I found a thread that solved the problem I need to turn in (or confirmed that I had done it correctly) but doesn't really resolve some confusion I have regarding norms and inner products.
I need to show that the Frobenius norm obeys the general definition of a matrix norm, and only the triangle inequality is giving me any trouble, but that's been worked to death : Frobenius Norm Triangle Inequality
But I went about it somewhat differently and it's highlighted a few concepts I'm shaky on. Here is my approach:
Starting from the defintion
$$
||A||_F = \left( \sum^m_{i=1} \sum^n_{j=1} |A_{ij}|^2 \right)^{1/2}.
$$
Now consider
$$
||A+B||_F = \left( \sum^m_{i=1} \sum^n_{j=1} |A_{ij}+B_{ij}|^2 \right)^{1/2}.
$$
Noting that each element $A_{ij}, B_{ij}$ can be thought of as vectors in $\Re^2$, I can apply the good old fashioned triangle inequality to the square root of each summand
such that $|A_{ij}+B_{ij}|\leq |A_{ij}|+|B_{ij}|$
Squaring both sides gives me
$|A_{ij}+B_{ij}|^2\leq |A_{ij}|^2+|B_{ij}|^2 +2|A_{ij}||B_{ij}|$
I see that I'm on the right track, but I'm afraid I'm a bit stuck here.
If I sum over all elements, I get back
$||A+B||_F^2 \leq ||A||_F^2 + ||B||_F^2 + 2\sum^m_{i=1} \sum^n_{j=1}|A_{ij}||B_{ij}|$
Is my approach hopelessly flawed, or is there some way I can salvage this?
Best Answer
The Frobenius norm of a matrix is identical to the standard Euclidean norm of the vectorized version of the matrix. So, the triangle inequality for vectors directly implies the triangle inequality for the Frobenius norm for matrices.

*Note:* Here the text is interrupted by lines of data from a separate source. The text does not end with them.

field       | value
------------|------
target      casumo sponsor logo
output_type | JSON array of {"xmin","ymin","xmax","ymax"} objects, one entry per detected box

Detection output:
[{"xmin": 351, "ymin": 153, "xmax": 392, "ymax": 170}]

Let $\text{vec}(\cdot)$ be the vectorization operator that takes a $n$-by-$m$ matrix and unfolds it into a long length $n \cdot m$ vector, stacking each column below the previous one. For example,
$$\text{vec}\left(\begin{bmatrix}1 & 3 \\ 2 & 4\end{bmatrix}\right) = \begin{bmatrix}1 \\ 2 \\ 3 \\ 4\end{bmatrix}.$$
Incidentally, this is how the matrix is actually stored in a computer's memory in many programing languages.

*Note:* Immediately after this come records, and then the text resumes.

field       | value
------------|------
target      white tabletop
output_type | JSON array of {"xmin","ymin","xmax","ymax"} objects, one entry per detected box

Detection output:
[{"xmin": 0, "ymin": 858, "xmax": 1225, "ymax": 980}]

Then from the definitions one can see that $$||M||_\text{Fro} = ||\text{vec}(M)||,$$ where the second norm is the standard euclidean on vectors. In each case we sum the squares of all the entries and take the square root. Additionally, one can notice that $$\text{vec}(A + B) = \text{vec}(A) + \text{vec}(B)$$ because in each case you just add each entry in one object to the corresponding entry in the other.
Hence, \begin{align} ||A + B||_\text{Fro} &= ||\text{vec}(A+B)||\\ &= ||\text{vec}(A) + \text{vec}(B)|| \\ & \le ||\text{vec}(A)|| + ||\text{vec}(B)|| \\ & = ||A||_\text{Fro} + ||B||_\text{Fro}. \end{align} Going from the second line to the third, we used the triangle inequality for vectors.
Edit:
As requested, you can finish your proof (not involving vectorization) as follows. You're really close. So far in the unvectorized proof from the original question question, the proof has progressed to the following statement: $$||A+B||_F^2 \leq ||A||_F^2 + ||B||_F^2 + 2\sum_{ij}|A_{ij}||B_{ij}|$$
Applying the Cauchy-Schwarz inequality to the last term yields: $$\sum_{ij}|A_{ij}||B_{ij}| \le \left(\sum_{ij}|A_{ij}|^2\right)^{1/2}\left(\sum_{ij}|B_{ij}|^2\right)^{1/2} = ||A||_F ||B||_F.$$
Hence, $$||A+B||_F^2 \leq ||A||_F^2 + ||B||_F^2 + 2||A||_F ||B||_F.$$
Using the fact that $a^2 + b^2 + 2ab = (a + b)^2$, we get: $$||A+B||_F^2 \leq (||A||_F + ||B||_F)^2$$ which yields the desired triangle inequality after taking the square root of each side.